VARESE Le roccaforti maroniane sono sotto assedio e la “caccia al fascista” assume risvolti grotteschi, con telefonate da parte degli uomini del capogruppo alla Camera Marco Reguzzoni alle sezioni. Tra le domande: «C’è qualche ex iscritto dell’Msi o di An?».
Insomma, i reguzzoniani difendono la versione secondo cui le contestazioni durante il congressso, anche dopo la pubblicazione dei video che mostrano come fosse la stragrande maggioranza dei presenti a urlare, sarebbero opera di un gruppo organizzato di fascisti.
Al contempo si preparano i giochi per le prossime tappe elettorali nel partito.
Il congresso nazionale, dove si confermerebbe la sfida tra il vicepresidente del Senato Rosi Mauro e il segretario nazionale uscente Giancarlo Giorgetti, sarà il passaggio fondamentale: solo dopo che la Lombardia sarà conquistata dal cerchio magico, la Lega potrà essere libera di far cadere o meno il governo. Se accadesse prima, il cerchio magico non avrebbe il potere di controllare completamente le liste dei candidati a Montecitorio e Palazzo Madama.
Ma prima dello scontro per via Bellerio, c’è da definire la lotta per il controllo definitivo in provincia di Varese, dove esistono sette circoscrizioni leghiste, ovvero coordinamenti a metà strada tra le sezioni e la segreteria provinciale.
La prima circoscrizione è quella a più alta densità maroniana: ne fanno parte il capoluogo, la Valceresio e la Valbossa. Il segretario di circoscrizione è Stefano Cavallin, fedelissimo del sindaco di Varese Attilio Fontana. Il cerchio magico potrebbe proporre al suo posto Arianna Miotti, attuale commissario di Induno Olona, o l’ex sindaco di Induno Olona Carlo Crosti. La seconda circoscrizione è quella del nord provincia, Luinese, Val Veddasca, Valcuvia e Nord Verbano.

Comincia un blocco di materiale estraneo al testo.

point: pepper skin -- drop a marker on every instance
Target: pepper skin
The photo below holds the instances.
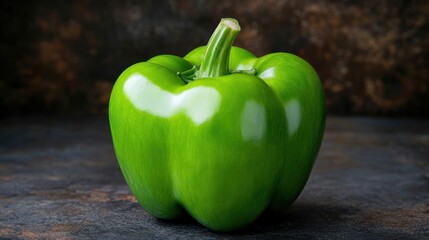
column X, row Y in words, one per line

Insomma, la “tana del lupo” dal punto di vista dei maroniani, che esprimono il segretario uscente Antonio Sala. Qui infatti si trova anche Gemonio, residenza del Senatùr. I maroniani stanno cercando di mantenere la segreteria, ma sono sotto i colpi dei cerchiomagisti. Il candidato del cerchio magico dovrebbe essere Marco Lecchi. L’uomo di fiducia dei bossiani è Giorgio Fiorio, ex vicesegretario provinciale durante il mandato di Leonardo Tarantino.
La terza è quella del tradatese, ma arriva a Morazzone e Caronno Varesino. E si trovano quindi molti sindaci maroniani: l’ex segretario provinciale Stefano Candiani (Tradate), Matteo Bianchi (Morazzone), Francesca Brianza (Venegono Superiore) e Mario De Micheli (Caronno Varesino). Ma il segretario attuale è Giovanni Galvalisi, vicino al senatore Fabio Rizzi e oggi passato al cerchio magico. La quarta è quella occidentale, dove si trovano i laghi.
Tra i paesi di questa circoscrizione anche Cadrezzate, amministrato dal segretario Maurilio Canton. Qui la presenza dei maroniani è ridotta e segretario dovrebbe diventare Dania Titolo, vicina a Reguzzoni.
La quinta, quella del gallaratese, dovrebbe vedere riconfermato il maroniano Andrea Cassani. La sesta, Busto Arsizio, ha come uscente Gianluca Magistrelli ed è vicina al cercho magico. La settima, saronnese, ha come segretario il maroniano Cristiano Borghi, ovvero l’assessore di Gerenzano che invitò a non affittare agli stranieri.